Source: Deep Learning on Medium
Setting Up a Multi-GPU Machine and Testing With a TensorFlow Deep Learning Model
In the past I have built a single GPU computer using a GeForce GTX 1080 and trained several deep learning models. Recently I have had the opportunity to build a multi-GPU computer for some deep learning and multi-GPU processing use cases. In the following article I will walk you through the set-up and we will train a TensorFlow model accessible via TensorFlow’s GitHub page.
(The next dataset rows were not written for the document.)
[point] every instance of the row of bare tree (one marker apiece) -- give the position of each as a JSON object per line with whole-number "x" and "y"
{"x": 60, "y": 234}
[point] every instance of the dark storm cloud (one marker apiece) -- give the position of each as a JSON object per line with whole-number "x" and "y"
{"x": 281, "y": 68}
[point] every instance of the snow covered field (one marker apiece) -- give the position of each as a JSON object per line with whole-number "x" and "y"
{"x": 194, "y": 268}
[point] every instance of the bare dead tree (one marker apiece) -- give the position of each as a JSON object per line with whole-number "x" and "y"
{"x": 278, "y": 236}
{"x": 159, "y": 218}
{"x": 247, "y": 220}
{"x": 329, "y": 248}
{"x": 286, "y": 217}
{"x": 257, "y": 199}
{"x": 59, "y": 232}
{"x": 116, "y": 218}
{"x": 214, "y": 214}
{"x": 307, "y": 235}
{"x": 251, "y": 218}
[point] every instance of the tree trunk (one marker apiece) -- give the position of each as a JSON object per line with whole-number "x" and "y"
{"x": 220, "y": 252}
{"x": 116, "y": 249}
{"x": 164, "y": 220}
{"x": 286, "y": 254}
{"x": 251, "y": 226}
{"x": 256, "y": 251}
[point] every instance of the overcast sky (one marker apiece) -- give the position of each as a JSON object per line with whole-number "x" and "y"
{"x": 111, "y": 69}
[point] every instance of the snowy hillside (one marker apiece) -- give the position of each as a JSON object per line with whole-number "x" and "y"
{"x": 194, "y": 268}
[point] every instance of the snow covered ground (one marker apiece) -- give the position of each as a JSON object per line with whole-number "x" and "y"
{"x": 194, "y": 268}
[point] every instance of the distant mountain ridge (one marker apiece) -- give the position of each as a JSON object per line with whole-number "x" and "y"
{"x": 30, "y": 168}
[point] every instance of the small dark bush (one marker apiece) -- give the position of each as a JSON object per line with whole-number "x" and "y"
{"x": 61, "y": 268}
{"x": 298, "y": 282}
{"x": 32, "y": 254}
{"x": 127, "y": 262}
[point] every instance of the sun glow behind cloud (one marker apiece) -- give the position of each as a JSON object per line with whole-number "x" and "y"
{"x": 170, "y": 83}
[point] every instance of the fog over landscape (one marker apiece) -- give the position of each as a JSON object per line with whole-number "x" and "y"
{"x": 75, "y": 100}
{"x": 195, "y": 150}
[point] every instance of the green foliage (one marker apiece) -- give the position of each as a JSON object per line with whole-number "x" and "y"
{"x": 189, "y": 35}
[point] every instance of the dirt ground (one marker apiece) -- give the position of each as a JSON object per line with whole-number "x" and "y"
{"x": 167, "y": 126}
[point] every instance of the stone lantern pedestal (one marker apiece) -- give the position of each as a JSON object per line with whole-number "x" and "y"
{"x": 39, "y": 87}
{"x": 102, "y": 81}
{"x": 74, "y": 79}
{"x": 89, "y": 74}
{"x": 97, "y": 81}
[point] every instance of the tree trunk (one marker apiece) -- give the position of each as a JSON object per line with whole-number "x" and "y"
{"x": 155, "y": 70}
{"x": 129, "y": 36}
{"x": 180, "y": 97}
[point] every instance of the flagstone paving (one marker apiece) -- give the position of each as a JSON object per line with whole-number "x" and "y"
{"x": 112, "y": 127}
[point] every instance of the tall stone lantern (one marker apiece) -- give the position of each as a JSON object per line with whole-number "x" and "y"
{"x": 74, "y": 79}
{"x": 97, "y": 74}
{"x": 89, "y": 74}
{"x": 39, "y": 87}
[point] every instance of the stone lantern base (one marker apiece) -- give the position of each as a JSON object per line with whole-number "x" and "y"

Hardware specs and OS of the build
The CUDA Toolkit and Nvidia Driver was needed to utilize my graphics cards. I ran into an issue where I initially install CUDA Toolkit 10.1 which is the second latest version at the time of this article but had some compatibility issues with TensorFlow so I downgraded to 10.0. It is very important to check out the compatibility charts of what CUDA Toolkit and Driver are compatible and what TensorFlow works with specific CUDA versions. The driver I ended up choosing was 435
Here is a compatibility chart with each CUDA Toolkit version and the Nvidia Driver version
So, since we have the CUDA version and Nvidia driver picked out we will need to start the process of installing everything. Start with a update and upgrade, Ubuntu libraries, and verify the graphics cards are available. If you run the command “lspci | grep -i nvidia” and don’t see the cards. Reboot the PC and run the command again.